Rester devant les écrans est mauvais pour le cerveau des enfants ? C’est plus compliqué que ça

Alors que de nombreux pays veulent supprimer les écrans pour les plus jeunes, les études montrent que leurs effets ne sont pas si directs et néfastes qu'on veut bien nous le faire croire.

Enfant devant un smartphone
Crédits : 123RF

Pas d'écran avant 1 an, et maximum une heure par jour jusqu'à au moins 4 ans. Voilà la recommandation officielle de l'Organisation Mondiale de la Santé (OMS). En dehors de ça, difficile de trouver un consensus sur la question. Chaque pays avance ses propres limitations au gré des conclusions de telle ou telle étude. Là où ils sont d'accord en revanche, c'est sur le fait que les enfants doivent être éloignés le plus possible des écrans de smartphone, ordinateurs ou télévisions.

Est-ce cependant la bonne manière de réagir ? Nous avons tous en tête une recherche, ou plusieurs, démontrant un lien entre temps passé devant les écrans et sentiment de mal-être, dépression ou autres impacts négatifs sur la santé mentale. Dès 2013, la neuroscientifique Susan Greenfield disait qu'Internet et les jeux vidéo pouvaient “faire du mal” aux cerveaux des adolescents. Mais sur quoi se basait-elle ? A priori, sur rien. Et c'est bien ça le problème.

La relation entre temps d'écran et effets néfastes sur les enfants n'est pas aussi directe qu'on le pense

Le Journal Médical Britannique disait des propos de Susan Greenfield qu'ils “ne reposent pas sur une évaluation scientifique équitable des preuves […] et sont trompeurs pour les parents et le grand public“. D'autres chercheurs soulignent cet écueil sur de nombreux autres rapports.

Le professeur de psychologie Pete Etchells fait partie de ceux qui ont analysé des centaines d'études sur le temps d'écran et la santé mentale.
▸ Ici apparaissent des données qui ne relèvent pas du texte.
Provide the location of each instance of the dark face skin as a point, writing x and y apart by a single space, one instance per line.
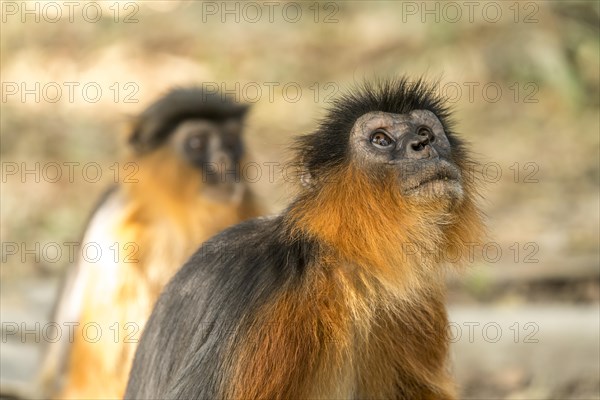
414 146
213 147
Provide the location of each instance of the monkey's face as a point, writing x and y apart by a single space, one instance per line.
214 147
414 148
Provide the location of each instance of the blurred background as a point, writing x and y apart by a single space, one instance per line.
523 78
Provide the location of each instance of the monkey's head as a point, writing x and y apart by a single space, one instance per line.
385 170
395 132
197 130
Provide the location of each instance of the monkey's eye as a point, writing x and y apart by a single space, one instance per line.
195 142
381 139
425 131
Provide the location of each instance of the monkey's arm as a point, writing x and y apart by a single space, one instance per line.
67 309
185 350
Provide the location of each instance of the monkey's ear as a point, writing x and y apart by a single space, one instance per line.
306 180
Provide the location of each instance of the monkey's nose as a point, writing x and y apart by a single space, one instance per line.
419 148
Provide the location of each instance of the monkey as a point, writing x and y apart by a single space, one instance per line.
329 298
183 186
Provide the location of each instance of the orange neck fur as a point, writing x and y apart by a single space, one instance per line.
397 241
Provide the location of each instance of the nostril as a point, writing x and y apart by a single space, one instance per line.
419 145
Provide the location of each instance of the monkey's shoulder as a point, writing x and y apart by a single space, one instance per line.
248 251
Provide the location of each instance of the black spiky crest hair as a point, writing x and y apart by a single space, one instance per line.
328 146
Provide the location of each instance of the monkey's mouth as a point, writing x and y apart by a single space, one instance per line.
433 178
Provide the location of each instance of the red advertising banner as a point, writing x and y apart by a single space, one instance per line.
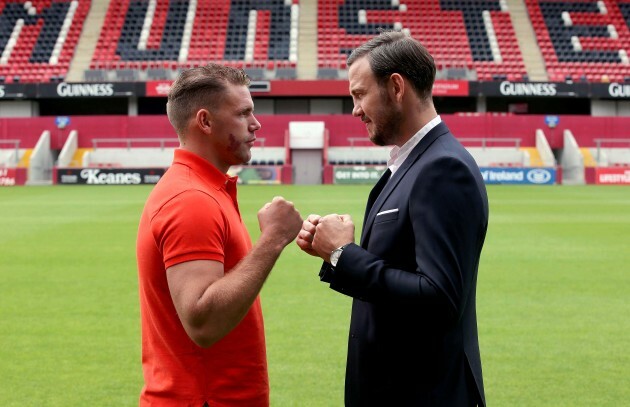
12 176
450 88
612 176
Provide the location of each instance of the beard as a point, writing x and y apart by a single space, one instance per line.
386 130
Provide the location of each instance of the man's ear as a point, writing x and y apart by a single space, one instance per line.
203 119
397 87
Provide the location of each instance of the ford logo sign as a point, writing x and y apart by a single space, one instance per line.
539 176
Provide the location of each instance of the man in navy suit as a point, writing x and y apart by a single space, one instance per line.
413 333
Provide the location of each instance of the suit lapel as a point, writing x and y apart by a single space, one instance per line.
376 192
378 196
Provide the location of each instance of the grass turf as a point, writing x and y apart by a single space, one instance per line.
553 297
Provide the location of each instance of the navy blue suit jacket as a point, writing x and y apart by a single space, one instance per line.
413 332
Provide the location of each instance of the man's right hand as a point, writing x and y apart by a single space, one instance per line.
279 221
307 234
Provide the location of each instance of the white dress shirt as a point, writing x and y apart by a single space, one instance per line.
398 155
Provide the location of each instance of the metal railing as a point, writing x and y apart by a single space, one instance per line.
485 141
129 141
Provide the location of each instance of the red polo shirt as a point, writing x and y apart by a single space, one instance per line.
192 214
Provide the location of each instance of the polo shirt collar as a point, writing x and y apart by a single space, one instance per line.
204 168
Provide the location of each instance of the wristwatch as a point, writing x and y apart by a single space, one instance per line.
335 254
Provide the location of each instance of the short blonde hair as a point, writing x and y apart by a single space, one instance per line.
200 87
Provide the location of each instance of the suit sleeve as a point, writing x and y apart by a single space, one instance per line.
448 221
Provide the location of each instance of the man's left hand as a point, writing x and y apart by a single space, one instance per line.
332 231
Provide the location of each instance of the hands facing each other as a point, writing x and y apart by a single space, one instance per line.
321 235
279 220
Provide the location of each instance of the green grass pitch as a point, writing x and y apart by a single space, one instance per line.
553 297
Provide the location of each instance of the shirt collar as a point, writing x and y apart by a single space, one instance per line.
204 168
398 155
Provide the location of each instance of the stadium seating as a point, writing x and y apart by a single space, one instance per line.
38 38
583 41
260 37
475 36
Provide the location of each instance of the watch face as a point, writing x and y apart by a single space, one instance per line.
334 257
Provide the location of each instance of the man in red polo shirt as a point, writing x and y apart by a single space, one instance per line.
203 338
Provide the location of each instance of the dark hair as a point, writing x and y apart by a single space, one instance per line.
200 87
396 52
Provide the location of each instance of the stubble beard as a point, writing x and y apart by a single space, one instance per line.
385 134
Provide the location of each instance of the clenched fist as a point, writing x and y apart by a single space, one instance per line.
279 221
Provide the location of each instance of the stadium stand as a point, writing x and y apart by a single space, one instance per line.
471 40
38 38
583 41
156 37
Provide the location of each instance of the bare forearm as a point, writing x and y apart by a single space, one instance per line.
226 301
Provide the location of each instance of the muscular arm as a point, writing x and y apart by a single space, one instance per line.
210 303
Sa conclusion est sans appel : “Il n’existe tout simplement aucune preuve scientifique concrète pour étayer les récits sur les conséquences désastreuses du temps passé devant un écran“.

L'homme est loin d'être le seul à le dire. Une analyse de 33 études publiées entre 2015 et 2019 montrent aussi que l'usage d'un smartphone, des réseaux sociaux et des jeux vidéo n'a qu'un “rôle mineur dans les problèmes de santé mentale“. Pour Pete Etchells, le problème vient de la méthodologie utilisée.
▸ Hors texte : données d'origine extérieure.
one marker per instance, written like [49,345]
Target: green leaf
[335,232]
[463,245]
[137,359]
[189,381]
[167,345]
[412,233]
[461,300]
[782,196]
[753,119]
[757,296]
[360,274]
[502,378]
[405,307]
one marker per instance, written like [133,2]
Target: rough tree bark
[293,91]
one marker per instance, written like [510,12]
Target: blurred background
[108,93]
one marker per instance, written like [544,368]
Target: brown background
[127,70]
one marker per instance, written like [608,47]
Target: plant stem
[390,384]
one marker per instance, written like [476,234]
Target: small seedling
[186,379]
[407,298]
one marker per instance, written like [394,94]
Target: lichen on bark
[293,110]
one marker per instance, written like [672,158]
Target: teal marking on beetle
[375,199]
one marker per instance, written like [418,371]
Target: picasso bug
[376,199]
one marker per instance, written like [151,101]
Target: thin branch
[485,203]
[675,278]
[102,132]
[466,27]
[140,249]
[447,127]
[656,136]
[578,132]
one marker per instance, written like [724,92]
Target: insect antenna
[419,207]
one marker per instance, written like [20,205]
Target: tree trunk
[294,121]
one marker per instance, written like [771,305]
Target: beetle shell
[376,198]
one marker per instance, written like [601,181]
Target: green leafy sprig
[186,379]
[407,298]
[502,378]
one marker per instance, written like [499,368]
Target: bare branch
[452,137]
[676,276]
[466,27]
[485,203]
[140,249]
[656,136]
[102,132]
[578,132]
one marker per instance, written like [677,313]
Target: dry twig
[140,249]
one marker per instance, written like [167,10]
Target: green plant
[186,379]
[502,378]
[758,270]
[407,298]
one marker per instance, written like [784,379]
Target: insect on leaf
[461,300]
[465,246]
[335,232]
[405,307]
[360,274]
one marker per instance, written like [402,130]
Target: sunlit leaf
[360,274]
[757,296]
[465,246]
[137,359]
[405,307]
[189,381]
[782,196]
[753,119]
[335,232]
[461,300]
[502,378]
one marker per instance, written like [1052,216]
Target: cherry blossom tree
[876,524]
Les recherches se basent très souvent sur du déclaratif. Ce sont les participants qui disent combien de temps ils pensent passer devant les écrans et comment ils se sentent après ça. Ensuite, regarder son smartphone ou son PC n'est pas nocif en soi : est-ce que le jeune faisait des recherches pour un projet scolaire ou personnel ? Est-ce qu'il regardait une vidéo éducative ? Est-ce qu'il était en train de discuter avec d'autres personnes ? Tous ces éléments conduisent à des interprétations différentes.

Interdire les écrans aux plus jeunes est-il vraiment une bonne chose ?

De plus de plus d'études montrent des résultats qui vont à l'encontre des idées reçues. On voit par exemple que jouer aux jeux vidéo a des effets bénéfiques pour la santé mentale. Même chose pour l'usage des réseaux sociaux d'après une recherche menée par le professeur Andrew Przybylski entre 2016 et 2018. Il ne faut cependant pas écarter les risques réels que les écrans peuvent engendrer.

Isolement, exposition à des contenus choquants, cyberharcèlement… Autant d'effets possibles dont il faut tenir compte. La professeure de psychologie Jean Twenge ne comprend pas pourquoi interdire l'accès aux écrans pour les plus jeunes fait autant débat : “plus de temps en ligne, généralement seul devant un écran ; moins de temps à dormir ; moins de temps passé avec ses amis en personne. C’est une formule néfaste pour la santé mentale“, résume-t-elle à la BBC.

La question est donc bien plus complexe qu'on peut le croire de prime abord. Mais quelle que soit sa position, il faut se demander si l'interdiction est la bonne solution. Ne risque-t-on pas, au mieux, de transformer les écrans en “fruit défendu” que les jeunes feront tout pour croquer ? Ou, au pire, de voir arriver à l'adolescence des enfants incapables ou presque de se servir d'un ordinateur, de l'IA ou d'un smartphone, instruments indispensables du quotidien ? Impossible de répondre sans passer par une observation rigoureuse sur de nombreuses années, mais va-t-on prendre ce risque ?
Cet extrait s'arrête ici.